Learning architecture from scratch - high-performance load balancing

High performance load balancing

No matter how optimized a single server is, no matter how good the hardware is, there will always be a performance ceiling. When the performance of a single server cannot meet business needs, it is necessary to design a high-performance cluster to improve the overall processing performance of the system. The essence of high-performance clusters is very simple - to increase the overall computing power of the system by adding more servers. Due to a characteristic of computing itself: the same input data and logic, no matter which server is executed on, should get the same output. Therefore, the complexity of high-performance cluster design is mainly reflected in the part of task allocation. It is necessary to design a reasonable task allocation strategy to allocate computing tasks to multiple servers for execution.

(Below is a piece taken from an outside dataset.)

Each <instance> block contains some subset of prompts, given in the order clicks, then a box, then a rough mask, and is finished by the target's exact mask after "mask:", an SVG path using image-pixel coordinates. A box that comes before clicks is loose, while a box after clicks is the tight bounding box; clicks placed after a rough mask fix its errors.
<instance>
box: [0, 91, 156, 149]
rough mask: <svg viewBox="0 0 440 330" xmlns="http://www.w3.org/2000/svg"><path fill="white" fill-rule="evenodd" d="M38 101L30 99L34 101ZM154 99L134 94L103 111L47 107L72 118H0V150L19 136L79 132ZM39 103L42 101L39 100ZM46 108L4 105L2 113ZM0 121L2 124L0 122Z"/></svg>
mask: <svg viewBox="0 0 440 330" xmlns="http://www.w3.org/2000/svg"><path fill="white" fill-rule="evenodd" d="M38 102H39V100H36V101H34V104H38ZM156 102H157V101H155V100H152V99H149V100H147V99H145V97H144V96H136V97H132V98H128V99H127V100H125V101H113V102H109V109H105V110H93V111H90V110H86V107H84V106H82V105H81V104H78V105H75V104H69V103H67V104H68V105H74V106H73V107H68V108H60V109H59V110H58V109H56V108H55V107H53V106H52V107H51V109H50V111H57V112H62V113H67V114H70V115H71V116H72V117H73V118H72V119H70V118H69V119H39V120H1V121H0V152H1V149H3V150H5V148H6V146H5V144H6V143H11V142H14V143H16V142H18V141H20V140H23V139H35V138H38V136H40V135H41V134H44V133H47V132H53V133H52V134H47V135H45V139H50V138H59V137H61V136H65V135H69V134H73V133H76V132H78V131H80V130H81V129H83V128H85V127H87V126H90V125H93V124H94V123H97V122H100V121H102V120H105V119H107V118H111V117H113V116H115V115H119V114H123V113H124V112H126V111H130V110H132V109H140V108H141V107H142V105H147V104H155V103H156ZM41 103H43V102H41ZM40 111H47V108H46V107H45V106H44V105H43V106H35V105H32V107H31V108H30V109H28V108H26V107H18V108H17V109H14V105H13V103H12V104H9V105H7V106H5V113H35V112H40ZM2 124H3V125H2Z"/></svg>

The complexity of high-performance clusters is mainly reflected in the need to add a task allocator and select an appropriate task allocation algorithm for tasks . For the task distributor, the more popular and general term is "load balancer". But this name is somewhat misleading, and it will make people subconsciously think that the purpose of task allocation is to keep the load of each computing unit in a balanced state. In fact, task allocation does not only consider the load balancing of computing units. Different task allocation algorithms have different goals. Some are based on load considerations, some are based on performance (throughput, response time) considerations, and some are based on business considerations. . Considering that "load balancing" has become a de facto standard term, I also use "load balancing" instead of "task distribution" here, but please keep in mind that load balancing is not just for the load of computing units to achieve a balanced state .

Classification of load balancing

Common load balancing systems include three types: DNS load balancing, hardware load balancing, and software load balancing.

DNS load balancing

DNS is the simplest and most common load balancing method, and is generally used to achieve geographic level balancing. For example, users in the north access the computer room in Beijing, and users in the south access the computer room in Shenzhen. The essence of DNS load balancing is that DNS can resolve the same domain name and return different IP addresses. For example, it is also www.baidu.com, the address obtained by northern users after analysis is 61.135.165.224 (this is the IP of the Beijing computer room), and the address obtained by southern users is 14.215.177.38 (this is the IP of the Shenzhen computer room).

The following is a simple schematic diagram of DNS load balancing:
insert image description here
DNS load balancing is simple to implement and low in cost, but it also has shortcomings such as too coarse granularity and few load balancing algorithms. A careful analysis of the advantages and disadvantages, the advantages are:

  • Simple and low cost: The load balancing work is handed over to the DNS server, and there is no need to develop or maintain the load balancing device by yourself.

  • Nearby access to improve access speed: DNS resolution can be resolved to the server address closest to the user according to the request source IP, which can speed up access speed and improve performance.

The disadvantages are:

  • Update is not timely: DNS cache takes a long time. After modifying DNS configuration, due to caching, many users will continue to access the IP before modification. Such access will fail, failing to achieve the purpose of load balancing, and also affecting The user uses the service normally.

  • Poor scalability: The control of DNS load balancing is with the domain name provider, and it is impossible to do more customized functions and expansion features for it according to business characteristics.

  • The allocation strategy is relatively simple: DNS load balancing supports few algorithms; it cannot distinguish between servers (it cannot judge the load based on the status of the system and services); it cannot perceive the status of the back-end server.

For some shortcomings of DNS load balancing, some companies have implemented the function of HTTP-DNS by themselves for services that are sensitive to delay and failure, that is, to implement a private DNS system using the HTTP protocol. Such a solution is just the opposite of the general DNS advantages and disadvantages.

hardware load balancing

Hardware load balancing implements the load balancing function through a separate hardware device. This type of device is similar to routers and switches, and can be understood as a basic network device for load balancing. Currently, there are two typical hardware load balancing devices in the industry: F5 and A10. This kind of equipment has strong performance and powerful functions, but the price is not cheap. Generally, only "rich" companies will consider using this kind of equipment. Ordinary business-level companies can't afford it, and secondly, the business volume is not so large, so it is a waste to use these devices.

The advantages of hardware load balancing are:

  • Powerful functions: fully support load balancing at all levels, support comprehensive load balancing algorithms, and support global load balancing.

  • Powerful performance: In comparison, software load balancing supports up to 100,000 concurrency levels, and hardware load balancing can support more than 1 million concurrency.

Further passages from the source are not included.